Accessible, multiscale imaging of synapses in situ using SEQUIN

Dr. Terrance Kummer

Assistant Professor of Neurology Washington University School of Medicine in St. Louis; St. Louis VA Medical Center

Dr. Kummer is an Assistant Professor of Neurology at Washington University School of Medicine and at the St. Louis VA Medical Center, a clinical neurointensivist, and the Director of the Neurotrauma ICU at Barnes Jewish Hospital. His research focuses on identifying and measuring key loci of cellular damage in traumatic brain injury and Alzheimer's disease, and seeking factors that explain the connections between these conditions. He is particularly interested in developing tools that help to unravel the complex neural networks that give rise to behavior and lead to neurological disability when injured, and on translational technologies that connect lab-based science with patients in the physiology laboratory of the intensive care unit. Dr. Kummer received his MD and PhD from Washington University in St. Louis and completed clinical training in Neurology and Neurocritical Care at Harvard Medical School.

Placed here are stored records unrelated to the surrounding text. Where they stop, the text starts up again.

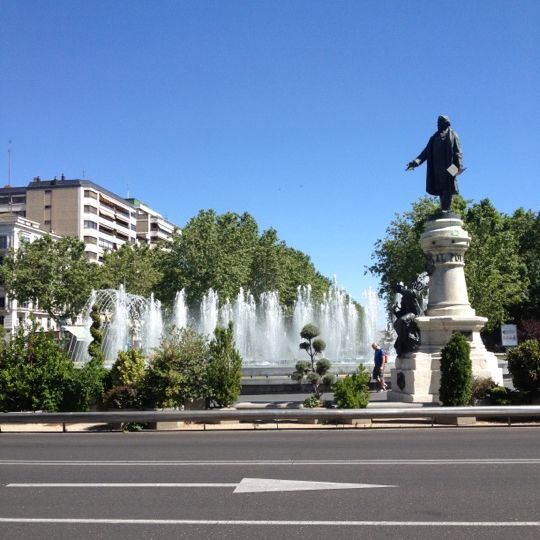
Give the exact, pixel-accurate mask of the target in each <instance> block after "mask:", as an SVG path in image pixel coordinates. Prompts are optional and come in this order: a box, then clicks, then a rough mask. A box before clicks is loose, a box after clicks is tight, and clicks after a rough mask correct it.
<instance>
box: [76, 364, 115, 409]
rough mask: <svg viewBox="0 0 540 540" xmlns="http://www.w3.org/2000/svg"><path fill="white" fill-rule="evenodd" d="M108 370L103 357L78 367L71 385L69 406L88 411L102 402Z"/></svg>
mask: <svg viewBox="0 0 540 540" xmlns="http://www.w3.org/2000/svg"><path fill="white" fill-rule="evenodd" d="M106 376H107V370H106V369H105V368H104V367H103V363H102V361H101V359H99V358H98V359H92V360H90V361H89V362H87V363H86V364H85V365H84V366H83V367H82V368H76V369H75V371H74V377H73V381H72V385H71V396H70V397H69V408H70V409H71V408H72V409H76V410H78V411H88V410H90V409H91V408H92V407H93V406H94V405H96V404H99V403H101V401H102V399H103V393H104V392H105V377H106Z"/></svg>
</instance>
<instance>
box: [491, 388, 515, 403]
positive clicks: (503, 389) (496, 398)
mask: <svg viewBox="0 0 540 540" xmlns="http://www.w3.org/2000/svg"><path fill="white" fill-rule="evenodd" d="M489 397H490V398H491V401H492V402H493V405H510V404H511V403H512V401H511V398H510V392H509V391H508V388H505V387H504V386H494V387H493V388H492V389H491V390H490V391H489Z"/></svg>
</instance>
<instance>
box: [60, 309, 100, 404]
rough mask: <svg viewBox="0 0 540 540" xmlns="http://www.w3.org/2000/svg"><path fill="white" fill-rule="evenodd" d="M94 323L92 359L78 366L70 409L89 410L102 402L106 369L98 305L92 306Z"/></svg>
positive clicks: (92, 339) (90, 352)
mask: <svg viewBox="0 0 540 540" xmlns="http://www.w3.org/2000/svg"><path fill="white" fill-rule="evenodd" d="M90 318H91V319H92V325H91V326H90V335H91V336H92V341H91V342H90V344H89V345H88V355H89V356H90V360H89V361H88V362H87V363H86V364H85V365H84V366H83V367H82V368H76V369H75V372H74V377H73V381H72V387H71V393H70V397H69V398H68V401H69V405H68V407H69V408H70V409H76V410H79V411H88V410H90V409H91V408H92V407H94V406H95V405H96V404H100V403H101V401H102V399H103V394H104V392H105V378H106V376H107V370H106V369H105V367H104V365H103V363H104V357H103V351H102V350H101V346H102V343H103V334H102V332H101V317H100V314H99V309H98V307H97V305H95V304H94V305H93V306H92V311H91V312H90Z"/></svg>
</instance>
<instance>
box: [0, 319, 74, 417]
mask: <svg viewBox="0 0 540 540" xmlns="http://www.w3.org/2000/svg"><path fill="white" fill-rule="evenodd" d="M73 377H74V369H73V363H72V362H71V360H70V359H69V358H68V356H67V354H66V353H65V351H64V350H63V348H62V347H61V346H60V345H59V344H58V343H57V342H56V340H55V339H54V336H53V334H52V333H51V332H41V331H39V325H38V324H37V323H35V322H32V327H31V328H30V330H29V331H25V330H24V329H23V328H22V327H19V329H18V330H17V332H16V333H15V335H14V336H13V338H12V340H11V342H10V343H9V344H7V345H5V346H3V347H2V350H1V351H0V409H1V410H3V411H36V410H44V411H58V410H60V409H62V408H63V404H64V403H65V401H66V397H67V395H68V394H69V392H70V389H71V385H72V382H73Z"/></svg>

The complex microconnectivity of the mammalian brain underlies its computational abilities, and its vulnerability to injury and disease. It has been challenging to illuminate the features of this synaptic network due in part to the small size and exceptionally dense packing of its elements. I will describe a rapid and accessible super-resolution imaging and image analysis workflow--SEQUIN--that identifies, quantifies, and characterizes central synapses in animal models and in humans, and enables automated volumetric imaging of mesoscale synaptic networks. SEQUIN takes advantage of the ZEISS Airyscan system to resolve individual synaptic puncta and matches pre- with post-synaptic structures to identify and quantify synaptic loci. I will demonstrate how SEQUIN permitted us to identify delayed cortical synapse loss resulting from traumatic brain injury and neurodegeneration. SEQUIN mesoscale mapping of excitatory synapses across the hippocampus furthermore identified region-specific synaptic structural variability and vulnerability to injury.
What you will learn:
  • How to use an easy workflow to identify, quantify, and characterize synapses.
  • How to automate volumetric imaging of mesoscale synaptic networks.
  • How you can apply these techniques to your studies of brain health and disease.